There are a few modules you may need to install:

!pip install -r requirements.txt

All the data required for estimation and calculation can be found in a google spreadsheet. Choose one to explore!

COUNTRY = 'Nigeria'
URL = {'Uganda':{'Expenditures':('1yVLriVpo7KGUXvR3hq_n53XpXlD5NmLaH1oOMZyV0gQ','Expenditures (2019-20)'),
                 'Prices':('1yVLriVpo7KGUXvR3hq_n53XpXlD5NmLaH1oOMZyV0gQ','Prices'),
                 'HH Characteristics':('1yVLriVpo7KGUXvR3hq_n53XpXlD5NmLaH1oOMZyV0gQ','HH Characteristics'),
                 'FCT':('1yVLriVpo7KGUXvR3hq_n53XpXlD5NmLaH1oOMZyV0gQ','FCT'),
                 'RDI':('1yVLriVpo7KGUXvR3hq_n53XpXlD5NmLaH1oOMZyV0gQ','RDI')},
       'Tanzania':'https://docs.google.com/spreadsheets/d/1Tknc2F8K6SaA7j0R7J_NE8yJBTsCPPw77_Bfc04MY40/',
       'ICRISAT':'https://docs.google.com/spreadsheets/d/13Ig5hZif-NSHtgkKRp_cEgKXk0lOsdUB2BAD6O_FnRo',
       'Nigeria':{'Expenditures':'https://docs.google.com/spreadsheets/d/1qzz6XGhPWLZLmwjrUY4W9k9U2PYukWblQKXWu0l37C4/',
                  'FCT':'https://docs.google.com/spreadsheets/d/1whE_EW5x-jxrsKvYWfefdBppzp_TZhPP61bdEN-FEJ4/',
                  'RDI':'https://docs.google.com/spreadsheets/d/1whE_EW5x-jxrsKvYWfefdBppzp_TZhPP61bdEN-FEJ4/',
                  'HH Characteristics':'https://docs.google.com/spreadsheets/d/1whE_EW5x-jxrsKvYWfefdBppzp_TZhPP61bdEN-FEJ4/',
                  'Prices':'https://docs.google.com/spreadsheets/d/1whE_EW5x-jxrsKvYWfefdBppzp_TZhPP61bdEN-FEJ4/'}
                  }
DAYS_PER_PERIOD = {'Uganda':7,'Tanzania':7,'ICRISAT':365.25,'Nigeria':7} # Number of days of expenditure recall

Estimation

You may already have access to an estimated demand system. If so, use it! Then you can skip down to “Plotting Food Demands”. Otherwise, we pull in data on expenditures, household characteristics, and price:

import cfe
import pandas as pd
import numpy as np
from eep153_tools.sheets import read_sheets

x = read_sheets(URL[COUNTRY],sheet='Expenditures')

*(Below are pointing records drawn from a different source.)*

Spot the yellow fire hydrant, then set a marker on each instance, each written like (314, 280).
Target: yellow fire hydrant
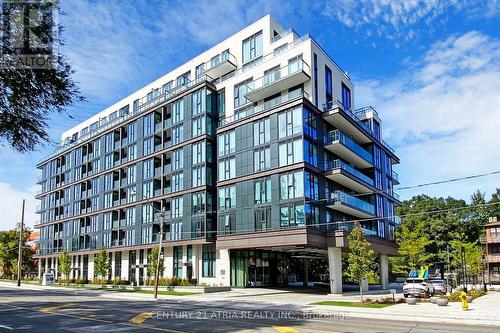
(463, 297)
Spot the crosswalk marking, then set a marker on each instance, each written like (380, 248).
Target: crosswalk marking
(140, 318)
(285, 329)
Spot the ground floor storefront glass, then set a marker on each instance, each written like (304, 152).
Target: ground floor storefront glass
(253, 268)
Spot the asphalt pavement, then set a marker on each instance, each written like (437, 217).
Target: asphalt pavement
(23, 310)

if len(x.columns==5): # stored as a series
    x = x.set_index(['j','t','m','i']).squeeze()
else:
    x = x.set_index(['j','t','m'])
    x.columns.name = 'i'
    x = x.stack().dropna()
x.index.names = ['i','t','m','j']

x = x.replace(0,np.nan).dropna()

y = np.log(x)

z = read_sheets(URL[COUNTRY],sheet='HH Characteristics').set_index(['j','t','m'])
z.columns.name = 'k'
z.index.names=['i','t','m']

p = read_sheets(URL[COUNTRY],sheet='Prices').set_index(['t','m'])
p.columns.name = 'j'

Let’s take a look at the different periods that appear in the data. If you can’t estimate (the next step) because your kernel dies it may be that you should use a subset of the periods.

use_periods = p.index.levels[0].tolist()

# If you want to use just a subset of periods, redefine
# use_periods here; e.g.,
#
use_periods = ['2015Q3','2016Q1']
y = y.loc[y.index.get_level_values('t').isin(use_periods)]
z = z.loc[z.index.get_level_values('t').isin(use_periods)]
p = p.loc[p.index.get_level_values('t').isin(use_periods)]

use_periods

Next, we construct an object we can use in the estimation.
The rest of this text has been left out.